European startups won a record $34bn in venture capital funding up 40% from 2018, outshining the US and Asia markets- which saw a drop in investment.
The sharp jump adds to a growing sentiment that the European tech ecosystem is finally coming of age.
“It does feel like we are in a golden age for Europe now. The quality of talent, the level of ambition, and availability of capital are at a completely different scale.” Sonali de Rycker said.
Sonali is a partner at venture capital fund Accel.
2019 has seen a breakthrough for a range of European startups from Bolt in urban mobility, GetYourGuide in the travel sector, to challenger banks Revolut and Monzo.
There were also several mega investments from international investors such as SoftBank.
Meanwhile, venture capital investment in Asian startups dropped by half in 2019, and the US fell 1% to $117 bn compared to 2018.
Some venture capital funds argue that step-change in investor interest in Europe comes in part because valuations for tech startups in the US and Asia are looking comparatively high.
Europe has “lower entry valuations compared with the US and Asia, resulting in very capital-efficient investment opportunities,” says Daniel Keiper-Knorr, a co-founder and partner at Speedinvest.
Fintech is winning, and fashion is losing in Europe, and everyone wants a piece of it
Fintech is the fastest- growing sector in Europe. Fintech has pilled in over $9 bn this year; thanks to a string of mega-raises including the $800m for the Greensill in May from SoftBank, $460m for Klarna in August and OakNorth’s $440m raise in February.
On the flip side, gaming, fashion, and media were slower this year.
European tech is increasingly attracting the US, and Asian investors, with investment, flows from both regions breaking records in 2019.
Surprisingly, 20% of capital raised in Europe now include at least one US investor. It was just 9% of the money raised in 2015. Meanwhile, 4% of it now add at least one Asian investor.
This year 9/10 rounds are over $100m, including at least one US or Chinese investor.
In total, the amount invested into Europe from US-based investors this year is close to $10B, up three times since 2015.

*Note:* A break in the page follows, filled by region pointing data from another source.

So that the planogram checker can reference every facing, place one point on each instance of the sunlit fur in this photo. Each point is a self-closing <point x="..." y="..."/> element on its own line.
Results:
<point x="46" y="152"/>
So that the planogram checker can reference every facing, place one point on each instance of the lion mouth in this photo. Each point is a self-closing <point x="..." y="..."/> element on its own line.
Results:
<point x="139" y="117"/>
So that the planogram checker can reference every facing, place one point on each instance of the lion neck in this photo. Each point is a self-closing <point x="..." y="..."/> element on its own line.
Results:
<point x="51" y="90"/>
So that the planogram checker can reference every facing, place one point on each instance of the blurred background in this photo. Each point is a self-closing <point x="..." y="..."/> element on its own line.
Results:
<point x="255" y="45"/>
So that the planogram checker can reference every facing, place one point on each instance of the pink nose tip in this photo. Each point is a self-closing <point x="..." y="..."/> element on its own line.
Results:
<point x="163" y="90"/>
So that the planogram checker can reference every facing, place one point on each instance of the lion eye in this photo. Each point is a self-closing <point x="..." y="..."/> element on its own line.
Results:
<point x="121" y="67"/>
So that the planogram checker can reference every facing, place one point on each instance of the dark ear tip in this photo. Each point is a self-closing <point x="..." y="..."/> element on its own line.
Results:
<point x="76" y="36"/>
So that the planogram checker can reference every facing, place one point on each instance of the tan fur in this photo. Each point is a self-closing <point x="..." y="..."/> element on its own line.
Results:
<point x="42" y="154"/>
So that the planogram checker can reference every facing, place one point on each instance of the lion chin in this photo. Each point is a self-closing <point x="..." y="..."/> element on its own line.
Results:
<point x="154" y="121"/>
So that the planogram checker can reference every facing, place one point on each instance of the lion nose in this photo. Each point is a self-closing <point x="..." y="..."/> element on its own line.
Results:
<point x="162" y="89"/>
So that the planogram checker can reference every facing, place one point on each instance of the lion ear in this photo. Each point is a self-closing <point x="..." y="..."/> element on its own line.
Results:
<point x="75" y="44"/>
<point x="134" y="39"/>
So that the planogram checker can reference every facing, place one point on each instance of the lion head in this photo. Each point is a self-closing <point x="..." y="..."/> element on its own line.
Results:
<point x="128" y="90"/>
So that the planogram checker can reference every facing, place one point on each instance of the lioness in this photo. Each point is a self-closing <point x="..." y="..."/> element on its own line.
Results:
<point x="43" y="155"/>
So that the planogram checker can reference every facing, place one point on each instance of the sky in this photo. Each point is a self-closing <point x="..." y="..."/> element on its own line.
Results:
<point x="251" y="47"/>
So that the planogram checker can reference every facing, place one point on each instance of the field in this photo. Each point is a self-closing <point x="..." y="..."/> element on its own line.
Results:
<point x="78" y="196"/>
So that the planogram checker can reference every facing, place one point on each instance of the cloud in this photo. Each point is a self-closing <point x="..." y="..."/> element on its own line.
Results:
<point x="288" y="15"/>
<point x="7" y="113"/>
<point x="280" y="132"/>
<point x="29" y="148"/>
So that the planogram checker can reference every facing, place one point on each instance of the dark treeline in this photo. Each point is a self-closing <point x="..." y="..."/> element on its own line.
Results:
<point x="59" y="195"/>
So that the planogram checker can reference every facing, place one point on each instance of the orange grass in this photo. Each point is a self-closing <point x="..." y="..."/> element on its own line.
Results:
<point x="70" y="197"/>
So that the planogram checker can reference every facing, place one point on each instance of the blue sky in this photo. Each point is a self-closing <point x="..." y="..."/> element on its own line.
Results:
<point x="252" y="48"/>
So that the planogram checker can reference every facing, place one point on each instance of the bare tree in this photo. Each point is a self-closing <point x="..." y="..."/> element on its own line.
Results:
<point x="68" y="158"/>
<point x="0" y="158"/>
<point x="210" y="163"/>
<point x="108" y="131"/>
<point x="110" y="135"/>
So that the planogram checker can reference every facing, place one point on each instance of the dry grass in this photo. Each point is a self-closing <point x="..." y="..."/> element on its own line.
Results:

European venture capital is outperforming US venture capital
Comparing the US and European venture capital performance shows how far European tech has come.
If you look at venture capital returns over a 20-25 year time horizon, then US returns are way higher than those from European venture capital. But when it comes to a one, three or five-year time horizon, European venture capital starts to pull ahead.
The data is based on data from Cambridge Associates, which is the most widely cited benchmark of venture capital performance.
Interestingly, European venture capital funds are not only faring well relative to the US but have started outperforming European private equity too — something that makes it look far more impressive as an asset class.